As we cross a footbridge over the river towards the Western Sydney Stadium, it’s clear Macdonald has found a way to deal with the more challenging aspects of fame, such as personal attacks on social media, but that he has maintained his sensitivity – which goes in hand perhaps with vulnerability. In a March show, an ABC caller, Bev, objected to his openness about having a male partner as somehow promoting homosexuality as a lifestyle: “Everyone is welcome,” Macdonald declared. “Hate and intolerance is not.”
Has there been a drop in such personal rhetoric since? “Very happily, there’s been next to nothing since. Occasionally, you’ll get something. I obviously found the experience with [hosting] Q+A [in 2020-21] totally overwhelming, in terms of the hostility that came out and the abuse; it felt very unmanageable.”
The abuse played a part in his decision to quit Q+A. “Absolutely, it took a huge toll on my mental health. It was a very difficult period for me and not a period I’d ever want to relive or go back to.”
Part of the problem was anonymous posters on social media, but not all of it. “It was not always anonymous, sometimes it would be people that you knew. The thing for me I found particularly hard at that time was that it would jump just so quickly from that social media sphere into real life, and that was incredibly confronting.”
There was also family sadness as his father slipped further into Parkinson’s disease and Lewy body dementia, dying in October 2024 at age 85.
“My dad was not well when Jacob and I got married – he was living in residential aged care,” says Macdonald as we pass under the O’Connell Street bridge, heading towards Riverside Theatres.
“The one thing he kept telling his doctor that he wanted to do was be at our wedding.
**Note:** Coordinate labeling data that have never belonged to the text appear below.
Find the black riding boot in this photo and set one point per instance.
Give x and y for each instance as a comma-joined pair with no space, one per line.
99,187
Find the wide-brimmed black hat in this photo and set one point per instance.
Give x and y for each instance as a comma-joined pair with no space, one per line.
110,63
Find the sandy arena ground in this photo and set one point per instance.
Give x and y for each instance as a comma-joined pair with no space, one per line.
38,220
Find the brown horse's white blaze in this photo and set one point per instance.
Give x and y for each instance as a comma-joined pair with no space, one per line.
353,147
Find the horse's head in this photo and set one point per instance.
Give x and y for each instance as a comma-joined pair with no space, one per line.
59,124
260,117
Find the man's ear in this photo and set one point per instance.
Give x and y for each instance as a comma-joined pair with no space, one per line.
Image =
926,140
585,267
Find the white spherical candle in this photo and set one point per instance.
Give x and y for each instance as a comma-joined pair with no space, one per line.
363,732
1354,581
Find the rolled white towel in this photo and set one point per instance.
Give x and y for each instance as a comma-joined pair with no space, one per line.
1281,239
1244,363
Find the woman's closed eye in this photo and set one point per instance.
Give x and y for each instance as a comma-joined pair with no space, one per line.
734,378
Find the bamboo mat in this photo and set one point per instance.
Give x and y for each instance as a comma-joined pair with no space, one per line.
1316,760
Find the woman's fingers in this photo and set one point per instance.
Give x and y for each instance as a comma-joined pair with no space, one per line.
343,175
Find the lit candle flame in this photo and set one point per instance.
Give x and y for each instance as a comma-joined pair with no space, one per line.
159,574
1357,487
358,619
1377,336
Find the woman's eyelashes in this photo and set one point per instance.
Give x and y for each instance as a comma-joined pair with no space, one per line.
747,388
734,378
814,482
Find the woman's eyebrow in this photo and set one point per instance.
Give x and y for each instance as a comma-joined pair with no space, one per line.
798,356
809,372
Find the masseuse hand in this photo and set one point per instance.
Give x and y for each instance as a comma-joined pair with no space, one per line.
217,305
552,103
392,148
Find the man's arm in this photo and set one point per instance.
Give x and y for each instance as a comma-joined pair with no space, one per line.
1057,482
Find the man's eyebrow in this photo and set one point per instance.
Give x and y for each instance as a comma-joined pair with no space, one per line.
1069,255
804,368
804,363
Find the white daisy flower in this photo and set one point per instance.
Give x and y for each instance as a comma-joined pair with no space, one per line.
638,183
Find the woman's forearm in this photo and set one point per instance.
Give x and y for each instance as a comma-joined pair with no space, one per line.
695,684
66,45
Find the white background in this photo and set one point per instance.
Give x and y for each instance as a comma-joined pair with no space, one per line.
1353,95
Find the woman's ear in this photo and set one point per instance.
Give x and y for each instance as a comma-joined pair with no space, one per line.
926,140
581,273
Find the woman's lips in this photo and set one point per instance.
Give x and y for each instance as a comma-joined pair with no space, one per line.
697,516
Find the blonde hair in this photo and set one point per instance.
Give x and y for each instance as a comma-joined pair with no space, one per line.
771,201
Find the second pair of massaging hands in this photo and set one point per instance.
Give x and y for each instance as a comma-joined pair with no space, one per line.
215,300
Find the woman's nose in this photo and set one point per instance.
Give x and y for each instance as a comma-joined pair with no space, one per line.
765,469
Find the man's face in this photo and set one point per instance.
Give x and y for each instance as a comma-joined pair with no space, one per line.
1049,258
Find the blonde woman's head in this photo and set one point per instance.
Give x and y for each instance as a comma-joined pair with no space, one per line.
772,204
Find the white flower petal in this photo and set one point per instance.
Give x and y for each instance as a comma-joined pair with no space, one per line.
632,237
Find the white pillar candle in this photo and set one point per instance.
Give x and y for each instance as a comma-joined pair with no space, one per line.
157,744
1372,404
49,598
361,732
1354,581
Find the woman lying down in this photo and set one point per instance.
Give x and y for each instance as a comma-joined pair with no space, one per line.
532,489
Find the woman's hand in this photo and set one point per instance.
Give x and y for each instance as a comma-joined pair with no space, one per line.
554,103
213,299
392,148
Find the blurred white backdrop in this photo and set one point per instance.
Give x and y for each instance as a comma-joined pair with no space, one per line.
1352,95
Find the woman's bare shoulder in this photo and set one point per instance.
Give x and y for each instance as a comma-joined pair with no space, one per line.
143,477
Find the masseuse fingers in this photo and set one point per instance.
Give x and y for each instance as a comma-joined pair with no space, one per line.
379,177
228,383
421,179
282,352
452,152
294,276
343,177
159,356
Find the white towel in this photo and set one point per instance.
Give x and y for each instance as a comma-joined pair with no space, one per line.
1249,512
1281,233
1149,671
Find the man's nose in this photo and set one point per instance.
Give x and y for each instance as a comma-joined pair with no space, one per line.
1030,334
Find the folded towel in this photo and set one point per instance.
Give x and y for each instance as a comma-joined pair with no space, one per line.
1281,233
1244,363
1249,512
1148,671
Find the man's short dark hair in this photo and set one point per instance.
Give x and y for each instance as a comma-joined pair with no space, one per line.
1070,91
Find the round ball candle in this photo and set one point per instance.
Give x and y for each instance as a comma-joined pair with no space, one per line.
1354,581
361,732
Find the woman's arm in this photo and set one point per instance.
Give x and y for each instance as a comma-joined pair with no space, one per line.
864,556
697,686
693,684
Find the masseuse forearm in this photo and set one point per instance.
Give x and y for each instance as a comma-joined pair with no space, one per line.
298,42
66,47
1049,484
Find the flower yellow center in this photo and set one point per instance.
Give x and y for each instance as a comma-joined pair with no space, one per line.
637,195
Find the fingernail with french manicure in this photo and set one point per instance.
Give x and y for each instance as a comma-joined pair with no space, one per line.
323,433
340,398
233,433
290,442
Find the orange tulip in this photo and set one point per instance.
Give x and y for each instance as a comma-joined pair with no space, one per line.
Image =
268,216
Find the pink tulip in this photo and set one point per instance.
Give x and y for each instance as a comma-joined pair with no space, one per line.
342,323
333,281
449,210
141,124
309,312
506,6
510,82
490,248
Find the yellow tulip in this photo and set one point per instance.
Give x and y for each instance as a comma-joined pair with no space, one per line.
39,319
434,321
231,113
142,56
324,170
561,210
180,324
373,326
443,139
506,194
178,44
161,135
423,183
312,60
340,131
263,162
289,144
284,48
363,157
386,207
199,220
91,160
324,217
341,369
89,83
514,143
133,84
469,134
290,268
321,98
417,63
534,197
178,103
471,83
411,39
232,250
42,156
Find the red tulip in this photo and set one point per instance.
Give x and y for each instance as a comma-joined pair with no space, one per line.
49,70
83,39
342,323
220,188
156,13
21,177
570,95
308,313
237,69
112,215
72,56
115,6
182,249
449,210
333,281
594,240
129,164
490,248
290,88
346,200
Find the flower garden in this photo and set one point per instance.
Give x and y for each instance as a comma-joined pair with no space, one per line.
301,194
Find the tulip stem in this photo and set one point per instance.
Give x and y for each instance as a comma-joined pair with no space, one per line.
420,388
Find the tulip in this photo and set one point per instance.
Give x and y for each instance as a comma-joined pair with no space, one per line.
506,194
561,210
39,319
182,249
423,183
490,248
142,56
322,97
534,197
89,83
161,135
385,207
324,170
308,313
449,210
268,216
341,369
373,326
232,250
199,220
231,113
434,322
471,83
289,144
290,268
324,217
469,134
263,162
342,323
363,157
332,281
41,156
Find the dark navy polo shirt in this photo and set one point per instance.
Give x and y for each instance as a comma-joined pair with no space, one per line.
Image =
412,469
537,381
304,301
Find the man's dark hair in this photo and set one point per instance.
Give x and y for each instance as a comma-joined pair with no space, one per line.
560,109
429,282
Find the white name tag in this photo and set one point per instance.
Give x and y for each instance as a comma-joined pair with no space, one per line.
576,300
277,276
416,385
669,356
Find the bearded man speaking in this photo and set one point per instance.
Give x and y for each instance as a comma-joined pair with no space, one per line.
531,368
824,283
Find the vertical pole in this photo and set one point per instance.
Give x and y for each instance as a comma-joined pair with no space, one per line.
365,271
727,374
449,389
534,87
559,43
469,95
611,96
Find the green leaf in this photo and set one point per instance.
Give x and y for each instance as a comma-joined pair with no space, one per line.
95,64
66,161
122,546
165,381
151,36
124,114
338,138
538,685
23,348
My dad was a deeply conservative, rural pharmacist with very strong views on the world and politicians, and I grew up in a space where a lot of pretty spicy things were said about all sorts of social issues.
“It was an important lesson about the course of a person’s lifetime and what they can come to – not just know and accept but also celebrate. Dad was determined to be there. He really loved Jake.”
In the end, says Macdonald, the wedding felt “unbelievable to have that wave of love poured over you”, not least because Iain made it in person.
“I’d ordered a kilt in the family tartan [to get married in], which dad was suddenly very enthused about and offered to pay for.
“At his eulogy, I said that I bet Dad had never expected to be buying me a wedding dress, but there we are.”